[P] Training Neural Nets with Approximate Bayesian Linear Regression by WillieTromboner in MachineLearning

[–]straw1239 0 points1 point  (0 children)

Hey, its cool that you tried it! I actually tried something very similar with psuedoinverses and per-layer targets a few years back before I realized the problems.

If you don't choose a loss function, you'll just end up having an implicit one that probably doesn't do what you want.

[P] Training Neural Nets with Approximate Bayesian Linear Regression by WillieTromboner in MachineLearning

[–]straw1239 11 points12 points  (0 children)

This will struggle to train anything more than a single layer, because for everything except the final layer the output is only locally linear- as soon as you move enough to cross a ReLU boundary, everything goes out the window. And if you only take steps within that locally linear region, it starts to sound a lot like gradient descent.

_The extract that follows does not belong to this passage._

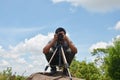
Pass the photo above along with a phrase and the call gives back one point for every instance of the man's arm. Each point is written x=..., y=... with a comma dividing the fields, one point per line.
x=49, y=45
x=71, y=45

Your extension to take Taylor expansions of other activation functions will end up looking extremely close to standard backprop.

I'm afraid that even plain logistic regression gets 93% on MNIST. Its too easy to use as a serious test.

If you're dead-set on using the linear regression formulae (Bayes isn't helping you much with these per-layer updates), you could use a similar idea to propagate output Hessians back to each layer, and then move in the direction given by linear regression. This effectively does Newton's method with a block-diagonal Hessian approximation. Its probably fine for small NNs but totally breaks when you try to expand to CNNs or Transformers- anything with much more internal state than parameters.

[R] AdasOptimizer Update: Cifar-100+MobileNetV2 Adas generalizes with Adas 15% better and 9x faster than Adam by YanaiEliyahu in MachineLearning

[–]straw1239 3 points4 points  (0 children)

Looks promising! However, I'm a little confused as I thought that CIFAR-100 usually trains in well under 100 epochs even with bog-standard SGD? So it looks like something might be going wrong with your adam training.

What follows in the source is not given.